Mas, ainda que se admitisse o uso da ficção, o que se faz apenas para argumentar, estaria havendo uma impropriedade, também a ferir o comando constitucional. Com efeito, o legislador, obrigado a definir, ao usar de ficções que, como demonstrado, se limitam pela razoabilidade dos objetivos, deveria estar atento à imunidade constitucional para exportação de produtos industrializados e não guiar-se por interesses arrecadatórios. Ora, a ficção, quando praticada, não se justifica nem por aquele objetivo (ao contrário, ela torna insegura e incerta a imunidade), nem por razões de sistematização (ao contrário, gera um jogo arbitrário de inclusões e exclusões - vide o caso do café solúvel), nem por questões de incognoscibilidade do fenômeno. Ou seja, o uso da ficção, em termos de técnica legislativa, será distorcido e ilegítimo, posto que arbitrário. E também esta arbitrariedade fere o comando constitucional (Constituição Federal, artigos 150 - I e 155, parágrafo 2º, X, a).

Em síntese, pode-se concluir:

1. O legislador, perante à imunidade tributária prevista no artigo 155, parágrafo 2º, a, está obrigado a definir, conotativa e denotativamente, a noção de semi-elaborado, de modo a conferir certeza e segurança ao sentido do objeto exportação de produtos industrializados. E aí está o seu limite. Não está autorizado, portanto, a tomar por semi-elaborado o que semi-elaborado ostensivamente não é, pois isto torna o objeto da imunidade passível de exclusões arbitrárias.

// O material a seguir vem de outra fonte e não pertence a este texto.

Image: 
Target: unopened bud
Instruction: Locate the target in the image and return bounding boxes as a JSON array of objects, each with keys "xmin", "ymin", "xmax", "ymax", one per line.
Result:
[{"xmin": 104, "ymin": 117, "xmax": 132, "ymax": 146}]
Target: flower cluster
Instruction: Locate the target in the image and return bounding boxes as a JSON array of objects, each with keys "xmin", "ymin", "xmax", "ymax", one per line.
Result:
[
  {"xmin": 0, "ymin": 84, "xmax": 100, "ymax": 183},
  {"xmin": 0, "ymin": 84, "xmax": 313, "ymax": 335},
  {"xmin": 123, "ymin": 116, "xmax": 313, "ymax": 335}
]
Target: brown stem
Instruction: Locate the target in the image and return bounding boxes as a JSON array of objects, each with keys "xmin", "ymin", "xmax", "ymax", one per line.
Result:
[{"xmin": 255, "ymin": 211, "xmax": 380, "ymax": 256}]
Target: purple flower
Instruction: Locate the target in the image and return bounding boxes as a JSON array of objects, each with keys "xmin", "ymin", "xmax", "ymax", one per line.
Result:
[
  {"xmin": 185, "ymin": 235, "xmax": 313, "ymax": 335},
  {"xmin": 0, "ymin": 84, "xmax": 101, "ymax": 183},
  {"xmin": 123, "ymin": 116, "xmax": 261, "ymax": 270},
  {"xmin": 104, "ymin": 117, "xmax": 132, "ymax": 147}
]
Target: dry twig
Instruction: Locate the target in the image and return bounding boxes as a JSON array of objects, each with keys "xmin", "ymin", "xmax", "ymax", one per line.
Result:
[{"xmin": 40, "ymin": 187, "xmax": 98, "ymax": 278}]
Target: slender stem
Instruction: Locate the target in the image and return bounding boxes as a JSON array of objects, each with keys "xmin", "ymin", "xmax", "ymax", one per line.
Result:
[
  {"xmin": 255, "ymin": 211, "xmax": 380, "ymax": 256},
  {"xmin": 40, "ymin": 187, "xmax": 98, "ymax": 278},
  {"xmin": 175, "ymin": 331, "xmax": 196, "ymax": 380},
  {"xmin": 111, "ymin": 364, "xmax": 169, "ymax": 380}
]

2. Assim, a pretexto de definir quais sejam os produtos semi-elaborados, o legislador não pode atribuir-lhe o sentido que lhe convenha. O comando constitucional estabelece uma obrigação de definir, o que exclui as estipulações. Não se trata, pois, de conveniência, mas de determinação certa e segura do sentido conotativo e denotativo do vocábulo.

3. A definição por meio de ficção legal é antes uma estipulação. Ao utilizar-se dela, o legislador não estaria dando o sentido conotativo e denotativo do vocábulo, como o exige o comando constitucional. Uma estipulação não pode ser controlada pelo critério de verdade, isto é, não é nem verdadeira nem falsa, mas atende ou não a interesses (externos ao sentido verdadeiro do vocábulo). Com isto dá margem à arbitrariedade.

4. O princípio da estrita legalidade afasta, na definição de um determinado fato gerador, o uso das ficções, pois introduz no seu conceito (conotação) e no rol dos objetos designados (denotação) uma flexibilidade arbitrária. Isto perverte o sentido da legalidade: se a Constituição, na discriminação das competências tributárias, procede pela nomeação dos tributos (sobre a renda, sobre produtos industrializados, sobre a circulação de mercadorias etc.), o legislador não pode, à sua conveniência, tomar por renda o que não é, por produto industrializado o que não é, por circulação de mercadoria o que não é. Daí o sentido do controle, concentrado e difuso, da constitucionalidade,

em termos de estrita legalidade, na configuração de um fato gerador e nesta, a presumida suspeita que gera o uso da ficção.

Fonte: Revista de Direito Mackenzie, ano 1, n. 2, São Paulo: 2000, pp. 119-27.